Scandalose le dichiarazioni del ministro Di Maio sullo sciopero di ieri, 25 Ottobre, che ha visto una larghissima adesione nel trasporto pubblico locale delle principali città italiane, ormai ridotto al collasso dalle politiche di questi anni.
Il vicepremier ha definito lo sciopero “indecente” perché indetto di venerdì, sostenendo che in realtà i lavoratori ne approfittino per fare il fine settimana lungo.
Il capo del Movimento che doveva cambiare tutto fa ormai dichiarazioni fotocopia di quelle del suo ex arcinemico Matteo Renzi, che da premier periodicamente attaccava i lavoratori in sciopero, definendo i sindacati che li organizzavano una “minoranza” che teneva in ostaggio la maggioranza di cittadini che subivano disagi.

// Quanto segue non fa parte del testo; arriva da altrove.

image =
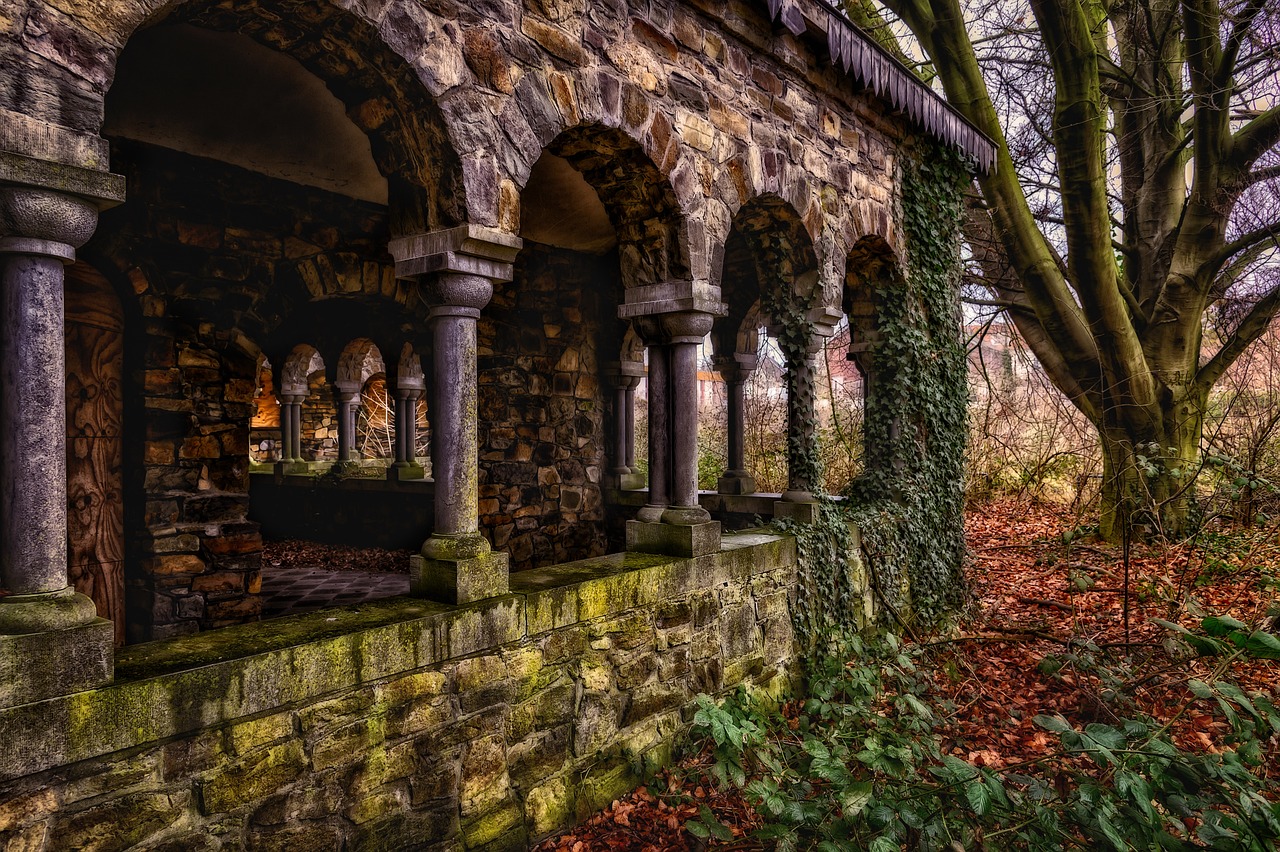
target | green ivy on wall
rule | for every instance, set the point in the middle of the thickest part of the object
(908, 504)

Mentre ancora non riusciamo a capire come faccia “un’infima minoranza” ad indire scioperi ad altissima adesione – sequestrano i bus? Tagliano le gomme? O forse non sono “un’infima minoranza”? – ci chiediamo anche in che paese viva Di Maio. Un paese bellissimo, quello in cui migliaia di dipendenti del TPL, vessati da anni di tagli, costretti a guidare mezzi fatiscenti e pericolosi, esposti alla rabbia della cittadinanza per colpe non loro, non trovino niente di meglio da fare, il venerdì, che allungarsi il w-e, a pagamento – perché scioperare costa, lo sa il ministro? – e magari partire per una romantica fuga in Costiera.

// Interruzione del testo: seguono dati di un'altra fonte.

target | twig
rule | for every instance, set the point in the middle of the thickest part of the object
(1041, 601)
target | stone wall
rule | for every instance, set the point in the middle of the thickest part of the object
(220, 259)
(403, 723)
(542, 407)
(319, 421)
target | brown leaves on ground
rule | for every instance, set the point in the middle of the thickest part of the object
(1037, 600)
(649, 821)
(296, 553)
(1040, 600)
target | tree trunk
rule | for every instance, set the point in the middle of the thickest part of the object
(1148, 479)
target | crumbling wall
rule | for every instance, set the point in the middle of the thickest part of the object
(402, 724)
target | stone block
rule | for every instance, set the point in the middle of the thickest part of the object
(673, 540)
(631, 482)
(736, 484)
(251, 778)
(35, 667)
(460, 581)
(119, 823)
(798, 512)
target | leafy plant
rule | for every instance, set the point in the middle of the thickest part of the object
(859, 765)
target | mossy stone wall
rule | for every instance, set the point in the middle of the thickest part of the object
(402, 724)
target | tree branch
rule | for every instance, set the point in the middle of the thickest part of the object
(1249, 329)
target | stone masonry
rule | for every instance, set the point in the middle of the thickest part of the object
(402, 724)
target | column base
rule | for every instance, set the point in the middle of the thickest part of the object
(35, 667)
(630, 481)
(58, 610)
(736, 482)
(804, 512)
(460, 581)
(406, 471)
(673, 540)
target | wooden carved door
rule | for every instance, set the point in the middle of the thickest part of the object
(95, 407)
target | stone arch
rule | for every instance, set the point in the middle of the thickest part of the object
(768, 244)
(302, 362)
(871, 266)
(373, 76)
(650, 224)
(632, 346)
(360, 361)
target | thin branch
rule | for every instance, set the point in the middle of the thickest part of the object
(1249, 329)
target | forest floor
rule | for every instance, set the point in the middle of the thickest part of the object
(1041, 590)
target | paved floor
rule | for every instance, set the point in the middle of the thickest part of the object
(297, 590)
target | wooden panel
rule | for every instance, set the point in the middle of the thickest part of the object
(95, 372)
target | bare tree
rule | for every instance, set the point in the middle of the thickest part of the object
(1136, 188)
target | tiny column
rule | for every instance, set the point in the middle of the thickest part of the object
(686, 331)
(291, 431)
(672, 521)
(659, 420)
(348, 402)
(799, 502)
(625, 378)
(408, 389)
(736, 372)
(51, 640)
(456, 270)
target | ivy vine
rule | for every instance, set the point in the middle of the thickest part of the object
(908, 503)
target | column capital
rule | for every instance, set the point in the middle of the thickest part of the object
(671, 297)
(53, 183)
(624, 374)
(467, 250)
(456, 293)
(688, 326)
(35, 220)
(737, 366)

Un paese soprattutto dove i dipendenti pubblici che scioperano sono dei privilegiati, che magari tornano a casa nel SUV con l’autista, e non dei poveri cristi che quando non sono a lavoro sono anche loro utenti dei disastrati servizi pubblici e subiscono le conseguenze nefaste dei tagli degli ultimi anni.
Ma se Di Maio è indecente, purtroppo non è solo. Abbiamo avuto il dispiacere di leggere, con raccapriccio, un comunicato congiunto delle segreterie regionali di Milano e della Lombarida di Filt-Cgil, Fit-Cisl e UIL Trasporti contro lo sciopero indetto dal sindacalismo di base. Nel comunicato, oltre a rivendicare di aver fatto meno scioperi di chiunque altro negli ultimi anni (va tutto bene, madama la marchesa!), ripetono la sciocchezza del venerdì e chiedono esplicitamente la revisione della legge sullo sciopero nei servizi pubblici essenziali – la 146 del 1990, non del 1991 come scrivono, sbagliando – per “raccordare il diritto costituzionale allo sciopero con il reale consenso che un sindacato abbia in un’azienda, con il risultato di ridurre il numero di astensioni” (grassetto nostro).
In parole povere, le segreterie lombarde delle federazioni dei trasporti di CGIL CISL e UIL, chiedono esplicitamente la limitazione dell’esercizio di un diritto costituzionale per limitare le adesioni agli scioperi non indetti da loro – quindi quasi a tutti, dal momento che per loro stessa ammissione ne indicono sempre meno. Non sappiamo chi siano gli autori materiali del comunicato, ma siamo di fronte ad una pagina davvero buia del sindacalismo in Italia.
Mentre un vicepremier sbraita contro quelli che definisce scioperi ponte e tre importanti segreterie sindacali chiedono la limitazione ulteriore del diritto di sciopero, nel silenzio quasi totale la Commissione di Garanzia sugli scioperi ha in programma, il prossimo 5 Novembre, un incontro con l’ARAN per ridefinire alcune regole relative allo sciopero nella scuola. Si ipotizza l’istituzione dell’obbligo di comunicazione preventiva dell’adesione allo sciopero, nonché l’obbligo di comunicare, da parte del DS, chi siano le sigle che lo hanno indetto, quali siano i motivi, ma soprattutto quali siano state le percentuali di adesione agli scioperi precedentemente indetti dagli stessi sindacati.
È chiaro che, mentre tra Governo e sindacalismo corporativo si gioca agli apprendisti stregoni, c’è chi nell’ombra lavora, da anni, per un’ulteriore, forte limitazione del diritto di ricorrere all’unico strumento valido, nonostante tutto, per la rivendicazione dei diritti di chi lavora.
È altrettanto chiaro, dunque, che chiunque dichiari di essere dalla parte di chi lavora non può avere dubbi nello schierarsi apertamente contro siffatte dichiarazioni o atti, che vengano dal Governo, dai partiti o da qualsivoglia sigla sindacale.
Il diritto di sciopero è sacrosanto: attaccarlo significa essere contro il lavoro, contro la cittadinanza, contro la Costituzione. Noi non siamo disposti ad assistere inermi al suo smantellamento!